Crawford is a research professor at USC Annenberg and senior principal researcher at Microsoft Research. She co-founded the AI Now Institute at NYU. Atlas of AI emerged from nearly a decade of ethnographic and archival research tracing AI's material substrate across six continents.
AI is material. The book's central thesis: AI operations are physical events with geographic, ecological, and labor consequences.
Extraction at every layer. From minerals to data to labor, AI operates through extraction structured by existing power asymmetries.
Classification as politics. Crawford documents how classification systems in AI models encode specific political judgments disguised as technical decisions.
Atlas methodology. The geographic framing is substantive: AI's reality cannot be understood without cartography.
The right synthesis depends on which temporal frame we adopt. For documenting present harm, Crawford's empirical mapping is definitively correct (95%)—the mines exist, the workers suffer, the aquifers deplete. Her geographic methodology perfectly captures AI's current material reality. But for understanding AI's trajectory, the contrarian view gains weight (70%)—AI genuinely differs from traditional industry in its potential to dematerialize certain operations over time, even while remaining fundamentally embedded in material substrates. The question isn't whether AI has a material footprint but whether that footprint follows different scaling laws than twentieth-century industry.

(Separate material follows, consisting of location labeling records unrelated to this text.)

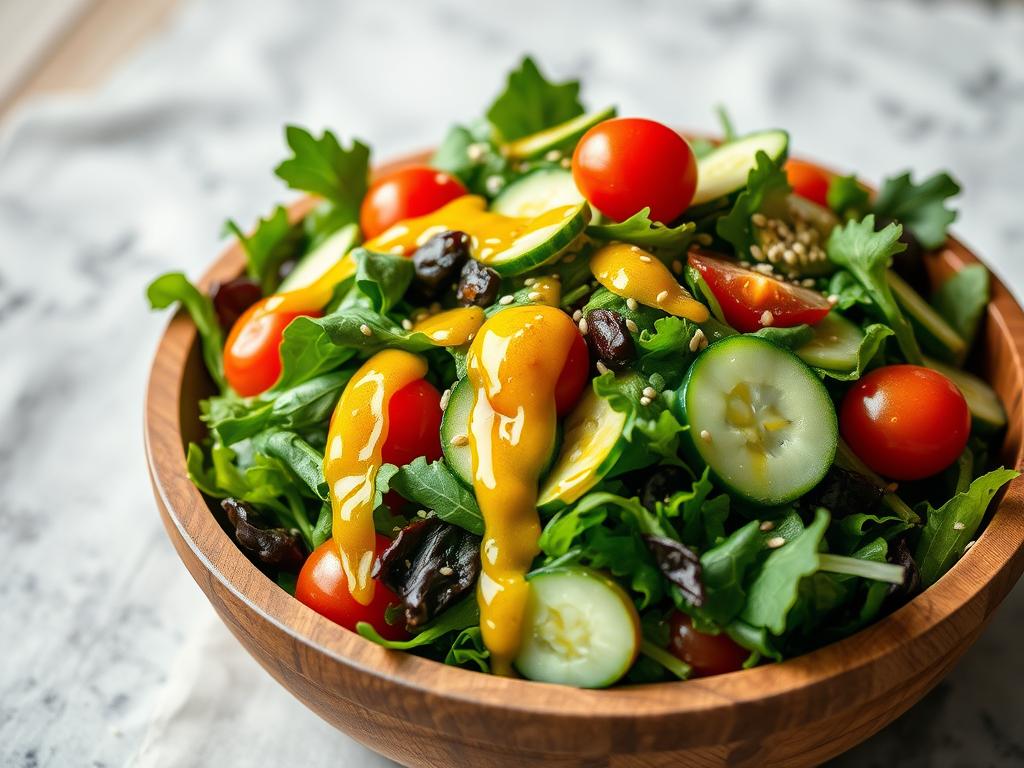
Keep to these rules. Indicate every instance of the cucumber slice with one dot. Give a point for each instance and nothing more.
(987, 414)
(320, 260)
(724, 169)
(536, 193)
(836, 345)
(592, 444)
(455, 423)
(538, 245)
(580, 629)
(558, 136)
(760, 418)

On labor specifically, both views hold simultaneously. Crawford is right that AI currently depends on brutal forms of human work (100%), from mining to moderation. The contrarian is right that AI represents one of the few technologies that could eventually eliminate such work (60%)—though this remains speculative and doesn't address the transition period's human cost. The extraction critique splits similarly: Crawford correctly identifies AI's participation in extractive systems (100%), while the contrarian accurately notes these systems predate AI and constrain all industrial actors (80%). Neither view alone explains how transformation might occur.
The synthetic frame recognizes AI as a transitional technology—one that currently intensifies industrial modernity's worst features while potentially containing seeds of its transformation. Crawford's atlas provides the essential baseline documentation; any credible path forward must begin with her cartography. But the map itself suggests that AI's crime isn't unique evil but inherited complicity—a complicity that might be leveraged toward systemic change if coupled with the political will Crawford's documentation should generate. The materiality gradient runs from today's brutal reality toward a possible but not guaranteed transformation.